What that also means is that all it takes is 18 Republicans voting “no” to prevent any piece of legislation from being brought to a vote, which gives an inordinate amount of power to the three dozen or so Republicans who belong to the “Freedom Caucus,” many of whom came in with the Tea Party. The Caucus is considered to be the farthest right wing of the House Republicans.
With about 36 members (out of the 428 total), the Caucus can — and does — veto any legislation that it does not consider to be far enough to the right.
So . . . there’s no point to House leaders negotiating with Democrats on legislation because whatever the Democrats are willing to support will be vetoed by the Caucus. There’s no point to compromise legislation because the Caucus will scuttle whatever its members don’t like — and since they are a far-right minority of the Republican majority, they don’t like much. And there’s no point to the Senate’s passing legislation that the Caucus doesn’t like because that legislation won’t be voted on in the House.
It’s true that a House Speaker could bring legislation to the floor whether or not the Caucus approved of it, but Speaker Paul Ryan, like John Boehner before him, has mostly been unwilling to risk losing the support of the Caucus by doing so — and even though Ryan is not running for re-election and could now thumb his nose at the Caucus, he hasn’t.
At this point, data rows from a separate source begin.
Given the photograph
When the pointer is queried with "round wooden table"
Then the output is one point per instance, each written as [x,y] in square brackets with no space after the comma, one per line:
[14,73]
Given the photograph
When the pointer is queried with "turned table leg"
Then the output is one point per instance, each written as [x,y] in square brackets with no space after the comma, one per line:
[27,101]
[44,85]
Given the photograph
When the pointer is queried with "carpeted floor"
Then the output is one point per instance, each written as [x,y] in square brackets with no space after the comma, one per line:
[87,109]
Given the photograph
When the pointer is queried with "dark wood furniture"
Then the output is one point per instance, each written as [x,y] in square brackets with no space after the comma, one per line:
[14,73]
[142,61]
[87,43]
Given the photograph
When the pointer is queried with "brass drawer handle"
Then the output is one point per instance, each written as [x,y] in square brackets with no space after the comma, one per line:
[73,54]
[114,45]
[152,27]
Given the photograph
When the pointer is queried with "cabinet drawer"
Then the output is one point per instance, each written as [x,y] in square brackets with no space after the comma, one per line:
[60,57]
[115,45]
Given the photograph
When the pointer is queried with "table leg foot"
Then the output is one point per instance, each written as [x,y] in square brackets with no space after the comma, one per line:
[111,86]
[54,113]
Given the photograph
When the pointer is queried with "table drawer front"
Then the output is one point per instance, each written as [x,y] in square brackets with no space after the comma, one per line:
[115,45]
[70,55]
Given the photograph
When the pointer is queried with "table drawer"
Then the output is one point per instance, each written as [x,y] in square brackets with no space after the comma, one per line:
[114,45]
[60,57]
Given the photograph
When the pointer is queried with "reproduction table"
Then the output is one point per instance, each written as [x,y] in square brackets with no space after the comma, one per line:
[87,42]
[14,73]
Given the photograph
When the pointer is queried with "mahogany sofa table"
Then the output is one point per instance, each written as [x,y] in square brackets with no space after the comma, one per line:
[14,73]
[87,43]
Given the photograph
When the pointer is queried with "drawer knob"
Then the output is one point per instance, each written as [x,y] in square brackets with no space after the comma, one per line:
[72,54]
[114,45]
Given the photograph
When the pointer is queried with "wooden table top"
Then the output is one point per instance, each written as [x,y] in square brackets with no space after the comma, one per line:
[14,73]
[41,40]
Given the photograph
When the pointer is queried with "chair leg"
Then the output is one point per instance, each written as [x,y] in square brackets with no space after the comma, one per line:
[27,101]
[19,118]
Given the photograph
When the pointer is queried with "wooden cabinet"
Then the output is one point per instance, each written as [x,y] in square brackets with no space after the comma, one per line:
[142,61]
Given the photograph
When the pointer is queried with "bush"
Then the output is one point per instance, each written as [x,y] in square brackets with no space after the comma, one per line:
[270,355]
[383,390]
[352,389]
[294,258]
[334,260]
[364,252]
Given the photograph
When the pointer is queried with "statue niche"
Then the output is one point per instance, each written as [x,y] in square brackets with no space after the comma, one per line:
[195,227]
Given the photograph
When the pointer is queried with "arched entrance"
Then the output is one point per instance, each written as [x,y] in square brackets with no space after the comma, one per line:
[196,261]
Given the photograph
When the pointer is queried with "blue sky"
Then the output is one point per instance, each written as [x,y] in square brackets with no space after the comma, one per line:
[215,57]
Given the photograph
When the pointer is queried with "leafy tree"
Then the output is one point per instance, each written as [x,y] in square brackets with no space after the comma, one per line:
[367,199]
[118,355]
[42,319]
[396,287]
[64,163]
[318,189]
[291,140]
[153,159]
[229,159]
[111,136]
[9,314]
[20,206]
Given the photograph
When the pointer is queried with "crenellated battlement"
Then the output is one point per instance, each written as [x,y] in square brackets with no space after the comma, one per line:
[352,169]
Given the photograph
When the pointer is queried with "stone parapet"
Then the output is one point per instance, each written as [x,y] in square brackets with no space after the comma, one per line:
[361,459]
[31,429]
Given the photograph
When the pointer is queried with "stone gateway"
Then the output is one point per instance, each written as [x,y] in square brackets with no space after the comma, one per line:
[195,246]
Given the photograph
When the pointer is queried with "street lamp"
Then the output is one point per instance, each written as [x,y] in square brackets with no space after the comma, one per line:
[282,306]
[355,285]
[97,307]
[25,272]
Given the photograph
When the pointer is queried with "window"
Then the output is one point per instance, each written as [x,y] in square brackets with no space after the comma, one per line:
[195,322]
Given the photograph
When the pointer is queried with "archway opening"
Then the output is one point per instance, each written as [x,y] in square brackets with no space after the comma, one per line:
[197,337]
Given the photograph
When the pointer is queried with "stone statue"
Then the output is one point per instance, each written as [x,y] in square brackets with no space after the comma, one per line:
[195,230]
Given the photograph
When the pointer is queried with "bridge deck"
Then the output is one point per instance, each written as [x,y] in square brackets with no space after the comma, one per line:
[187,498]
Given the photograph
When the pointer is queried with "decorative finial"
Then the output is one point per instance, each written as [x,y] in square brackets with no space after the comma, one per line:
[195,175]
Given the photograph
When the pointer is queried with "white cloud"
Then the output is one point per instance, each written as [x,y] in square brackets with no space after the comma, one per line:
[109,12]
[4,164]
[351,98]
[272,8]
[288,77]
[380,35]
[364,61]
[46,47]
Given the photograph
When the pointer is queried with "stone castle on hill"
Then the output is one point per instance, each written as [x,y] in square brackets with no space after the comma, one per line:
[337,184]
Welcome to minority rule. The framers of the Constitution set up a structure that, working as intended, requires negotiation and compromise across party lines. The Hastert rule requires kowtowing to a far right minority of 36 House members who represent approximately 8% of the 2017 U.S. population.
So if you don’t like Congressional deadlock, vote for the Democrat running in your congressional district — and send money.
The only way to begin to break partisan gridlock is to get rid of the Hastert Rule and the only way to get rid of the Hastert Rule is to elect a Democratic majority in the House.